Ulisses H. answered • 10/11/15
Tutor
4.9
(75)
Engineer by day, looking to help students whenever possible.
Linear approximation works like this: we know the value of a function at a particular value of a variable and we are going to use it to approximate the value of that same function when the variable takes on a different number (provided the numbers are not too far apart)
To really derive the linearization of an equation, you need to be familiar with Taylor Series. If you are, then linearization is just the first-order Taylor expansion of the function about a particular point. If you are not, then no worries, I give you the equation below:
y(x) = y(a) + y'(a)*(x - a), where you
1) know what a is (it looks like in your problem your instructor lets you pick an "a" value that you want--remember that it has to be close to the x value you are going to be approximating for!)
2) know what y(a) is
3) know y'(a) --Note that this is to be interpreted as "the derivative of the function evaluated at x=a" so if y = x2 and a = 5, then y'(x) = 2x and thus y'(a) = 10
Having established that, let's begin:
For your case, we need an "a" value. Well, let's not make it too difficult on ourselves and recognize that from trig cos(30) = √3/2 (√ = square root). This works perfect since we now know y(a) and 30 is not too far from 29.
Using our linearization equation, then cos(29) = cos(30) - sin(30)*(29 - 30) = √3/2 - 1/2(-1) = √3/2 + 1/2
Now you can plug this in your calculator to get 1.366
If you type cos(29) into your calculator, you will get 0.8746
Now, you may be wondering if something went wrong. The answer is no. So what happened then? The cosine function is nonlinear and we used a linear equation to approximate it! That will not work!
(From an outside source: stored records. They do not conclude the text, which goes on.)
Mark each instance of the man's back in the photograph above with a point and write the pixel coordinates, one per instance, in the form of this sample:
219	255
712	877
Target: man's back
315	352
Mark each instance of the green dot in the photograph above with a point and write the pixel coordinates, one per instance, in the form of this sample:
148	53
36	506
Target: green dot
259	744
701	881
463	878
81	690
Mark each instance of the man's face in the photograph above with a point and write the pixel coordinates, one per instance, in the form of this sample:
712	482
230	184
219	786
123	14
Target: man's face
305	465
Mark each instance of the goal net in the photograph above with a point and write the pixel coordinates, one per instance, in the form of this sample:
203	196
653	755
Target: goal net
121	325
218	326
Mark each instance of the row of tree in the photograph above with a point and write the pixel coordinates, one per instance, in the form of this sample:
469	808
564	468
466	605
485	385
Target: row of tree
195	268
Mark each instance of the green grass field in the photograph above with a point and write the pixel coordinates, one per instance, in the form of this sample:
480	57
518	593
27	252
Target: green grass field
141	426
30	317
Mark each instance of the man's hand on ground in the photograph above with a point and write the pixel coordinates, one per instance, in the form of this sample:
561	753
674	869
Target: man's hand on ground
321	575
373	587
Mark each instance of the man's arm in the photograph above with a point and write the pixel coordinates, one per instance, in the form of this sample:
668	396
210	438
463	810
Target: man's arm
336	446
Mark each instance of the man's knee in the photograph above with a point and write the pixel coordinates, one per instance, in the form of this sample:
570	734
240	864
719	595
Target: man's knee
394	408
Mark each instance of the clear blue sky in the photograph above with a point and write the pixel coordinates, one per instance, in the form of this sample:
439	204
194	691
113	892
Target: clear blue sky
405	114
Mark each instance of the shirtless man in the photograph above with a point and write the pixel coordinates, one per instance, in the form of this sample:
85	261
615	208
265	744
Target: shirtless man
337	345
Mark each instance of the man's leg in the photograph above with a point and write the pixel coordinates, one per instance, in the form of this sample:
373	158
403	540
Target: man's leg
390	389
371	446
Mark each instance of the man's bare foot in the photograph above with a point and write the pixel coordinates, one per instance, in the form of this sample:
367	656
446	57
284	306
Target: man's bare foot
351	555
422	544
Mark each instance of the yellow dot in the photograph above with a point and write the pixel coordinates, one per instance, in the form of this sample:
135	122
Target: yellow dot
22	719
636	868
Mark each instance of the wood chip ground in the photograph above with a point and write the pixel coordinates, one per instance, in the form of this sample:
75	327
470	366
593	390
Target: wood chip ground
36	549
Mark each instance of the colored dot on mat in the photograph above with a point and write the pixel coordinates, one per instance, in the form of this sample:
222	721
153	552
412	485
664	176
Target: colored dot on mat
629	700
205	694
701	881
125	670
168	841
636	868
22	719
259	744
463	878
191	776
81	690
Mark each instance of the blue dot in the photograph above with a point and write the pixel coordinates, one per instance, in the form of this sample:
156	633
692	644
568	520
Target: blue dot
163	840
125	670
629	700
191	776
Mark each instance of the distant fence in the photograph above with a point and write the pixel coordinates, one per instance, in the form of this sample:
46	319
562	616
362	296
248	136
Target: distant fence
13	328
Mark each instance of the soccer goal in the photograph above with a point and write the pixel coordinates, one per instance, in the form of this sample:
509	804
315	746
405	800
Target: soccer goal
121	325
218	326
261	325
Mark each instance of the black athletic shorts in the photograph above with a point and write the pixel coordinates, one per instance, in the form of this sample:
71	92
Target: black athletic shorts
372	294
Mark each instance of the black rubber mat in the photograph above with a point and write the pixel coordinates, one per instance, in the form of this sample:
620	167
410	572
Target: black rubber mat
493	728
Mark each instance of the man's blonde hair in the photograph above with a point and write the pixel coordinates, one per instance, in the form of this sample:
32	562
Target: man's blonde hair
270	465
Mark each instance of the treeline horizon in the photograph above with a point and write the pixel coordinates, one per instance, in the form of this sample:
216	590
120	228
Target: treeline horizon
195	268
Now this isn't to say that linearization is not good. It will give you better and better results if you had taken a number that was much closer to 29 for "a" like 29.0001. This would work well, BUT it's pretty hard to do that without a calculator, so it's a safe bet that your teacher wanted to show you the dangers of using linear approximations of nonlinear equations when you are working with an "a" value that is not very close to the value of x that you want to get the approximation at.
-Hope this helps!